Le moteur essence de l’ensemble hybride fonctionne selon le cycle Atkinson (les soupapes d’admission restent ouvertes plus longtemps durant la phase de compression, afin de favoriser un taux de compression plus adapté à la baisse de consommation). Il est associé à une transmission automatique (sans embrayage ni synchroniseurs) qui prévoit quatre rapports pour le moteur essence et deux pour l’électrique.

On ne connaît encore qu’une partie des données de performances et de consommation du nouveau Clio hybride, mais, dans les deux cas, il progresse par rapport au modèle sortant.

Le 0 à 100 km/h est annoncé en 8,3 s (une seconde de mieux qu’auparavant) et la consommation moyenne homologuée devrait s’établir à 3,9 l/100 km (soit 0,3 l/100 km de moins). Et, comme indiqué, le Diesel disparaît.

Cette chaîne de traction hybride peut aussi fonctionner selon plusieurs modes énergétiques : 100 % électrique, hybride (essence et électrique ensemble), essence seule, ainsi qu’un mode où le moteur essence ne sert qu’à produire de l’électricité afin de recharger la batterie de 1,4 kWh.

Une promesse de comportement plus précis

Un point notable - et important pour le comportement du Clio, qui n’a pas été le plus efficace ni le plus amusant du segment des compactes - concerne l’élargissement de la voie avant de 40 mm. Combiné à un nouveau réglage de direction, moins démultipliée (le nombre de tours de volant passant de 3,3 à 2,6), cela laisse espérer un train avant plus mordant et de meilleures aptitudes à l’inscription en virage.

Pour le reste, la plateforme demeure la CMF-B, déjà utilisée depuis plusieurs générations. La suspension adopte un train avant de type McPherson et un essieu arrière à barre de torsion reliant les roues.

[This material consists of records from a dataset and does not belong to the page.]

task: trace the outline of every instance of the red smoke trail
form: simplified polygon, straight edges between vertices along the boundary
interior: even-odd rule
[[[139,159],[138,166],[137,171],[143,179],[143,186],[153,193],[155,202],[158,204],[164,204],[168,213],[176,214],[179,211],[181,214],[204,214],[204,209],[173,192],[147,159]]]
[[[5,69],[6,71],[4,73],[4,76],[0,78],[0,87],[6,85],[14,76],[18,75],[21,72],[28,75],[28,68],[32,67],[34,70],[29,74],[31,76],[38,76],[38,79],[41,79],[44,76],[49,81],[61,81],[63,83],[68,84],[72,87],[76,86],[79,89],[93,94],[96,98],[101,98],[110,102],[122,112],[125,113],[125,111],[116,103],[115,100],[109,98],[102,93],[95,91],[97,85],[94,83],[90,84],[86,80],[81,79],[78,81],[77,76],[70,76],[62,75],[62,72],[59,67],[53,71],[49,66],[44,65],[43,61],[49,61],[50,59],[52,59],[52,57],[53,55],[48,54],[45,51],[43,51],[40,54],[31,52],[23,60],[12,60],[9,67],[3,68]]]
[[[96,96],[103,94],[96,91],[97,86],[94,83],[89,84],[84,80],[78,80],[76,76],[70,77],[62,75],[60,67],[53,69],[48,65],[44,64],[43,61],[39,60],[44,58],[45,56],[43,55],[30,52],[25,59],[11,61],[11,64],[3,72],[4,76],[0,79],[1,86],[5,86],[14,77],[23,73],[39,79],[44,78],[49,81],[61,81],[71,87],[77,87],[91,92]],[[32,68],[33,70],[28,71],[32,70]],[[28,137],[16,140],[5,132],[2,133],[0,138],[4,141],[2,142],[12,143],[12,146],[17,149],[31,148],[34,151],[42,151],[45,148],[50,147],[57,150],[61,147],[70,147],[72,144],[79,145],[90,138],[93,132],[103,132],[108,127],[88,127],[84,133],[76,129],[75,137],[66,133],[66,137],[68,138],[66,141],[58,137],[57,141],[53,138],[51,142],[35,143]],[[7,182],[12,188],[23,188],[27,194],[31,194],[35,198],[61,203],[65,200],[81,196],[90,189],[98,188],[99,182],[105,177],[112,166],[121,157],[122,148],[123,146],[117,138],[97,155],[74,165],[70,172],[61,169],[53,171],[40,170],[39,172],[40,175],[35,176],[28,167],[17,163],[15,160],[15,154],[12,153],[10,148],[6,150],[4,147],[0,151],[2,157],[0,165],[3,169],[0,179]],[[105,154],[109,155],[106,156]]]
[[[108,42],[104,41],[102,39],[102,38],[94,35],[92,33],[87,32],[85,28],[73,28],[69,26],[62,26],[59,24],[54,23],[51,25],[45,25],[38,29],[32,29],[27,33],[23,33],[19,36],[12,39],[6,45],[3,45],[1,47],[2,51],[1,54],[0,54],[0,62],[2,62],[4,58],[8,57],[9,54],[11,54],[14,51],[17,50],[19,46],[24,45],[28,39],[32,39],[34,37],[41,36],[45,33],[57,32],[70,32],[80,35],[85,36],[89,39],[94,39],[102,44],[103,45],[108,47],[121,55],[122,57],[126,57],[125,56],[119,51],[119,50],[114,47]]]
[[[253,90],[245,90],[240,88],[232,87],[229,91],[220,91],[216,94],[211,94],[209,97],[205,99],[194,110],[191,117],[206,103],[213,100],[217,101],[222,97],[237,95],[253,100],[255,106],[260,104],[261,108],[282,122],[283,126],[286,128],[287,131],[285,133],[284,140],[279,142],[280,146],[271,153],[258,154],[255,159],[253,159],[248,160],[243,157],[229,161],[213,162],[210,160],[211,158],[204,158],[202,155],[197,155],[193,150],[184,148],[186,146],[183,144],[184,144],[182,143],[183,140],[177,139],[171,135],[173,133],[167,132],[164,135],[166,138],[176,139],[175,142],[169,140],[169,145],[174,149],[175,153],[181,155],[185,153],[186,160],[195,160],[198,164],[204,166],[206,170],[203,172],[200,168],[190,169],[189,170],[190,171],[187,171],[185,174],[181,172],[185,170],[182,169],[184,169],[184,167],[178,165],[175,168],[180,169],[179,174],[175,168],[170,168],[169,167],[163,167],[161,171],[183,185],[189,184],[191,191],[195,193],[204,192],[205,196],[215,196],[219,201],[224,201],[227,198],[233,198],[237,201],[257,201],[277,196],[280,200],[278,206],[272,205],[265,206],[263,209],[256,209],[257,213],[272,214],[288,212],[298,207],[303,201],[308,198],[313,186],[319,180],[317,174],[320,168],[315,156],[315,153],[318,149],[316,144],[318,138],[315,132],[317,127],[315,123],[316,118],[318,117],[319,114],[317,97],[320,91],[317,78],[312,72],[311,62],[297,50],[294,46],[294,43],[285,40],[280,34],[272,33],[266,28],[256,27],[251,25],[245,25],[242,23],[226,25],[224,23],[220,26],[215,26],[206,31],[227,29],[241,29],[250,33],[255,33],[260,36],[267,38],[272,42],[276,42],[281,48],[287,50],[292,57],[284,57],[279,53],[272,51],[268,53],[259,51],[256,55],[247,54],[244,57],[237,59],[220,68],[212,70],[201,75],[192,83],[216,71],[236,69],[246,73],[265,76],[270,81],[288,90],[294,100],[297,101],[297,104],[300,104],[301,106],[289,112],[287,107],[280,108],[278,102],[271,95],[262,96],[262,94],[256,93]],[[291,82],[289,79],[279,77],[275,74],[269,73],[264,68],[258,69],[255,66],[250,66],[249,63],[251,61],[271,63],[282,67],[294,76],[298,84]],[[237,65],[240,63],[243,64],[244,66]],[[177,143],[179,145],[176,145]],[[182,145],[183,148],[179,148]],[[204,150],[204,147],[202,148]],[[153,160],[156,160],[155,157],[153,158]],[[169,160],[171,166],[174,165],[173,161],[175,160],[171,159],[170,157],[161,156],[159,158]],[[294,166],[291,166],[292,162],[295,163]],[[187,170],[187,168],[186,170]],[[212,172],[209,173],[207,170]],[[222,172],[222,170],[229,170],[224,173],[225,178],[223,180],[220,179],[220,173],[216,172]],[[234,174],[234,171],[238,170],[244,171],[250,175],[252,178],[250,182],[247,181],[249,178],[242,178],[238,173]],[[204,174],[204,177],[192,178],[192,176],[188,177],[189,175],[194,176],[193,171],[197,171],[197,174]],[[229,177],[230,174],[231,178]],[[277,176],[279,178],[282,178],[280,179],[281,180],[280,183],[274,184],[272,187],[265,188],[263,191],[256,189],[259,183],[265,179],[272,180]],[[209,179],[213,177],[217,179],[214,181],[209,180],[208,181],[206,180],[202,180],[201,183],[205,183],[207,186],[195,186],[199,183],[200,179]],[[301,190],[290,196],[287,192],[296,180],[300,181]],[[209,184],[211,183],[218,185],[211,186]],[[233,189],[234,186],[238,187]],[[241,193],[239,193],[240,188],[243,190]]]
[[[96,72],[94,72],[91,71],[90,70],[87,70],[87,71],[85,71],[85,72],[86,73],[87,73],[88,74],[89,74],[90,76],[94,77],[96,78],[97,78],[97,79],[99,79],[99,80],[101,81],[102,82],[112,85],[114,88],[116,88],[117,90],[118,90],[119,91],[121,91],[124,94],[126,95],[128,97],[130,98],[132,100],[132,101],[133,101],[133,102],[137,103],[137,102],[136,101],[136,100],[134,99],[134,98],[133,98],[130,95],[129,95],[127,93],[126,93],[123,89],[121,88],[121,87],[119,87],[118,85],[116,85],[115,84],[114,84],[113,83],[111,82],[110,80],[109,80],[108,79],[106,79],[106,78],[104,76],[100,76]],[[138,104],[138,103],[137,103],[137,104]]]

Le freinage comprend des disques ventilés à l’avant et des disques pleins à l’arrière.

Combien ça coûte ?

Le Renault Clio 2026 s’annonce comme l’une des attractions majeures du Salon de Munich, même si la sixième génération ne devrait débuter qu’au début de l’année prochaine.

Les tarifs ne sont pas encore communiqués. Néanmoins, le prix d’accès du nouveau Renault Clio devrait tourner autour de 22 000 € pour la version 1,2 litre, et se situer légèrement sous les 30 000 € pour l’E-Tech 160 Full Hybrid.